Wenn ein Grundstückseigentümer an seinem Gebäude Handwerksarbeiten beauftragt, dann hat dieser die Pflicht, für Schäden zu zahlen, die dadurch am Nachbarhaus entstehen. So lautet ein Grundsatzurteil des Bundesgerichtshofs vom 09. Februar 2018 (V ZR 311/16).

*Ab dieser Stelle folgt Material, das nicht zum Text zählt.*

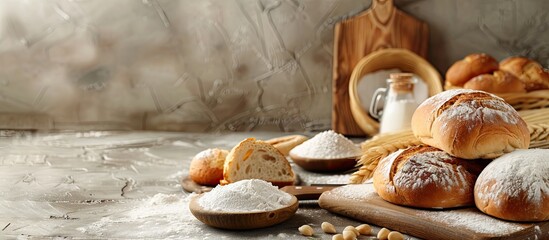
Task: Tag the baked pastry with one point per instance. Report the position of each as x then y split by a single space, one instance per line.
256 159
471 66
515 186
207 166
470 124
530 72
498 82
286 143
426 177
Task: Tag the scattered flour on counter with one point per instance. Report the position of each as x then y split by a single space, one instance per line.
327 145
249 195
318 178
163 216
473 221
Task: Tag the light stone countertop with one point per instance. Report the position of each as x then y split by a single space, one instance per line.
123 185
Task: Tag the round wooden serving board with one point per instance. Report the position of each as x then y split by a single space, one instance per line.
189 185
360 201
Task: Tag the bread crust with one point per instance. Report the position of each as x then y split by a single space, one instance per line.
472 65
498 82
470 124
515 186
247 157
207 166
530 72
426 177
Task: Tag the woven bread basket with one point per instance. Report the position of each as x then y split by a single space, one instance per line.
380 146
402 59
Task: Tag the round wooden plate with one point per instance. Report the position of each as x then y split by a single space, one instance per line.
190 186
249 220
324 165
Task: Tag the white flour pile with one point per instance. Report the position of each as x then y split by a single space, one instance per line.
245 196
521 174
327 145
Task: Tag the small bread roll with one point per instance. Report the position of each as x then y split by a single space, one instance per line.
256 159
530 72
470 124
498 82
207 166
515 186
426 177
287 143
471 66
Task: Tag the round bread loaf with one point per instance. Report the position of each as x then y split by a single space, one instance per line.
207 166
498 82
426 177
470 124
515 186
472 65
530 72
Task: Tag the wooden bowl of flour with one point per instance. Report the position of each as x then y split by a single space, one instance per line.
242 220
327 151
324 164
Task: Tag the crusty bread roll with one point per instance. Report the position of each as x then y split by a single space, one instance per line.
256 159
530 72
498 82
286 143
470 124
426 177
515 186
207 166
472 65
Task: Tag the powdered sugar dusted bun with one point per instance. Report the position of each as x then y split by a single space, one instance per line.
426 177
470 124
515 186
207 166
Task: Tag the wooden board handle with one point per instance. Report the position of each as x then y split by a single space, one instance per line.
382 10
307 192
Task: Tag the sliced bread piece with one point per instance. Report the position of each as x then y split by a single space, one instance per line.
256 159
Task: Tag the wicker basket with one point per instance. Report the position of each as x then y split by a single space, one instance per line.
382 145
402 59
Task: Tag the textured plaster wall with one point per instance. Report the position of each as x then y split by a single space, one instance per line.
205 65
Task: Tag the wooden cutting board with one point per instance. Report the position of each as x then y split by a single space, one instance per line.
381 26
360 202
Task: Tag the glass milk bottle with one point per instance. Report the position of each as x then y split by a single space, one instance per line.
399 103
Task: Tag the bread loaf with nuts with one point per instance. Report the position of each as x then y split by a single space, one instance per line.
470 124
256 159
426 177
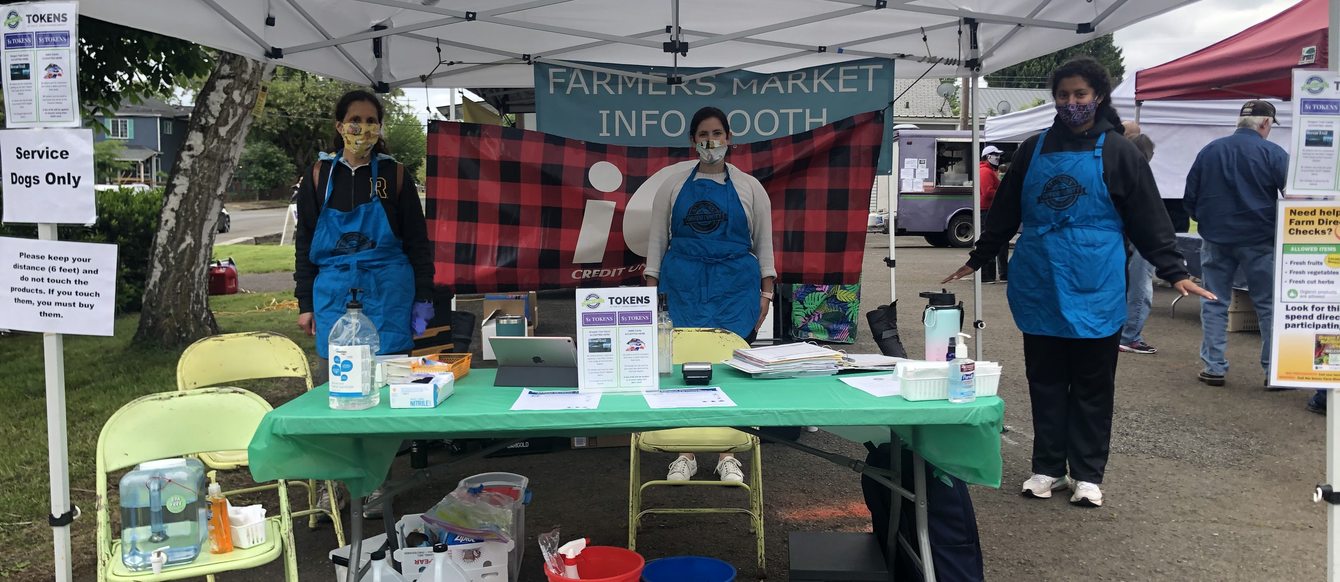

Im vor Gericht verhandelten Fall hatte ein Ehepaar einen Dachdecker damit beauftragt, Reparaturen am Flachdach ihres Hauses durchzuführen. Im Rahmen dieser Reparaturarbeiten verwendete der Handwerker einen Brenner, um Heißklebearbeiten durchzuführen. Dabei war unter den Dachbahnen ein Glutnest entstanden. Den Eheleuten fielen später Flammen auf, die unter dem Deckenbereich loderten, in dem der Dachdecker die Arbeiten ausgeführt hatte. Die Feuerwehr wurde alarmiert, aber für eine Rettung war es zu spät und das Haus brannte komplett nieder. Auch das Nachbarhaus, das unmittelbar an das abgebrannte Haus angebaut war, nahm durch den Brand und die Löscharbeiten Schaden.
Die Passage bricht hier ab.